Why IPv6 Matters for Your Security?
Internet experts and regulators have over the years warned that IPv4 was inadequate with its limited pool of addresses. IPv6, its successor, however, had the solution and feature required for the modern-day demand of the internet. It provided more connections, greater security, and broader integrity. It also could provide support to web-capable devices. IPv6 came in 1998, and in 2016 it marked the year when it could reach 10% of the total deployment.
IETF or the Internet Engineering Task Force developed the IPv6 to replace the IPv4. The primary feature of IPv6 was to increase the IP addresses to 128 bits, up from 32 bits. It allowed them more growth and relief from the shrinking network addresses available.
Given that out of the five Regional Internet Registries, four were out of the IPv4 space, and there is a secondary market for IPv4 network addresses but a cost higher than it would cost to use IPv6 instead.

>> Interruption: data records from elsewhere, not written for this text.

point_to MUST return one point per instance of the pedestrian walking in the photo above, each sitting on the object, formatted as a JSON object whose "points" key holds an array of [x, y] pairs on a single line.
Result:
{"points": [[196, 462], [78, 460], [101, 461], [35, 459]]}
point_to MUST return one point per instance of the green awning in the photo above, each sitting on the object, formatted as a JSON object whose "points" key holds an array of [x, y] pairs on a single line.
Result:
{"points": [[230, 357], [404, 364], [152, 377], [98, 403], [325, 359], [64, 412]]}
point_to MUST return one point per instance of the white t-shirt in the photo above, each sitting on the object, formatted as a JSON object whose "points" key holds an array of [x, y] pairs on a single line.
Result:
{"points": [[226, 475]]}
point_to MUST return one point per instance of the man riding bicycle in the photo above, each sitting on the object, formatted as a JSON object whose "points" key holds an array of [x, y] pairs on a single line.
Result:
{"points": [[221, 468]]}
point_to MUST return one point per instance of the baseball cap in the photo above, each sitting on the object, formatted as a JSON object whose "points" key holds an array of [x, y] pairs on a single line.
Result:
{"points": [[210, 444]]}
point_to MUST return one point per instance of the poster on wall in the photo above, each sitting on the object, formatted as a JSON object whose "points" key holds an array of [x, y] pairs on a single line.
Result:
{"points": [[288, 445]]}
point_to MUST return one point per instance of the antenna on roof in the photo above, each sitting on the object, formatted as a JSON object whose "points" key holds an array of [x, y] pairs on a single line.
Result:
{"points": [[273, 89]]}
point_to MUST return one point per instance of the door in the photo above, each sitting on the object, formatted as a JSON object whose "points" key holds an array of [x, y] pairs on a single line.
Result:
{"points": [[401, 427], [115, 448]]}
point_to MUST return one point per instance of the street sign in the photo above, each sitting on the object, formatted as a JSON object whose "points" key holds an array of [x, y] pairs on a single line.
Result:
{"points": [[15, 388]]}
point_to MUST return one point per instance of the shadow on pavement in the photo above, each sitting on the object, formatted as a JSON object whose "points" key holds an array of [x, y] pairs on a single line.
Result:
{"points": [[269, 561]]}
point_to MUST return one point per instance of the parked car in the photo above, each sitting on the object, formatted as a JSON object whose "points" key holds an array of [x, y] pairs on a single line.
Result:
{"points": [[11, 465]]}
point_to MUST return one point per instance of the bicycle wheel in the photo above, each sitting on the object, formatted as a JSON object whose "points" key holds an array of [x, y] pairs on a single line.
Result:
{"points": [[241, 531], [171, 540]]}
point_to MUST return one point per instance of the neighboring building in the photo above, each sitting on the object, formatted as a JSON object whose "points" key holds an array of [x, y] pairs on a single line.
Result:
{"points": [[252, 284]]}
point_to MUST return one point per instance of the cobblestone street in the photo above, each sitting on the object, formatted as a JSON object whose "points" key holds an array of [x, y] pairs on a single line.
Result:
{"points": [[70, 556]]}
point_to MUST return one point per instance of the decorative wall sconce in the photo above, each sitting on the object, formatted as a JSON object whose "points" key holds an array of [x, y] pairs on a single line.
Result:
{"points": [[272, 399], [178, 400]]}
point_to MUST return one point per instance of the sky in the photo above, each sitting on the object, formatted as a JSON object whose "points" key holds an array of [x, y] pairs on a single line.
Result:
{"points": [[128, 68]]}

Switching to IPv6 meant both financial costs and the requirement of effort and workforce. If the transition to the new protocol was done incorrectly, there was a risk of leaving gaping holes in the network security.
Therefore, planning is required because if one accidentally runs both IPv4 and IPv6, it could nullify the security that one sets up around the protocol. Consequently, security solutions must provide complete compatibility with the new IPv6 infrastructure.
The drawbacks of IPv4
When IPv4 got launched in 1981, it could provide four billion addresses that seemed more than enough considering the limited number of computers in those days. After four decades, the number of devices that connects to the internet is mind-boggling as it includes desktop computers, laptops, tablets, smartphones, television, games console, and even fridges and cars.
Even four billion network addresses available today are not looking enough to cater to the growing demands.
The advantages of IPv6
By using the 128- bit addresses, the IPv6 offers a much larger address pool. It can provide 340 undecillions compared to 4.3 billion available in the 32-bit addresses by IPv4.
The newly extended address pool allows scalability and introduces extra security features by making host scanning and identification difficult for hackers. So, with additional IP addresses, IPv6 also offers a range of benefits that includes performance, security, and integrity.
Security Benefits of IPv6
Encryption technology was present in Ipv4 as an optional feature and was optional, not universally used. The integrity-checking and encryption used in the VPNs today is a standard component available in IPv6 used for all the connections and supported by compatible systems and devices.
The increased adoption of IPv6 has made it difficult for hackers to attack the weak points in any network significantly more difficult. IPv6 also supports secure name resolution. The SEND or Secure Neighbour Discovery protocol allows it to confirm the host's identity during connection time by using cryptographic confirmation. It ensures that the Address Resolution Protocol (ARP) poisoning and types of name-based attacks are complicated. Though it is not a replacement for service or application layer verification, it still improves trust during connections. In IPv4, it was easy for hackers to redirect traffic between legitimate hosts and then manipulate their conversation or observe it. IPv6 makes this redirection extremely hard now.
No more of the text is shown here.